AI Article Synopsis

  • A new silica nanoparticle-based DNA biosensor has been developed that detects Bacillus anthracis bacteria using unlabelled single-stranded oligonucleotides, producing fluorescence signals when hybridized DNA is present.
  • The biosensor utilizes the interaction of nanoparticle-immobilized cationic conjugated polymer (polythiophene) with oligonucleotides, and two nanoparticle designs were created to enhance sensitivity through Förster-resonant energy transfer (FRET).
  • The platform significantly improves detection limits (10-fold lower) compared to polythiophene alone, allowing detection of as little as 2 × 10(-12) moles of ss-oligonucleotide

Article Abstract

A silica nanoparticle-based DNA biosensor capable of detecting Bacillus anthracis bacteria through the use of unlabelled ss-oligonucleotides has been developed. The biosensor makes use of the optical changes that accompany a nanoparticle-immobilized cationic conjugated polymer (polythiophene) interacting with single-stranded vs. hybridized oligonucleotides, where a fluorescence signal appears only when hybridized DNA is present (i.e. only when the ss-oligonucleotide interacting with the polymer has hybridized with its complement). In order to enhance the sensitivity of the biosensor, two different nanoparticle architectures were developed and used to elucidate how the presence of neighboring fluorophores on the nanoparticle surface affects Förster-resonant energy transfer (FRET) between the polythiophene/oligonucleotide complex (FRET donor) and the fluorophores (FRET acceptors).
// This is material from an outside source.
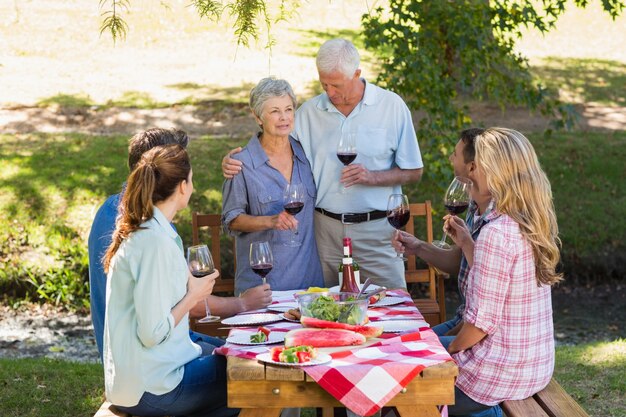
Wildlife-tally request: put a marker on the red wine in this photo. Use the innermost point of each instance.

We demonstrate that the silica nanoparticle-based FRET platform lowers the limit of detection at least 10-fold in comparison to the polythiophene itself, and allows the detection of ∼2 × 10(-12) moles of ss-oligonucleotide in a 100 μL sample with a standard fluorimeter (i.e. has a limit of detection of ∼2 nM ssDNA). Such nanoparticle-based biosensor platforms are beneficial because of the robustness and stability inherent to their covalent assembly and they provide a valuable new tool that may allow for the sensitive, label-free detection (the target DNA that produces the fluorescence signal is unlabelled) without the use of polymerase chain reaction.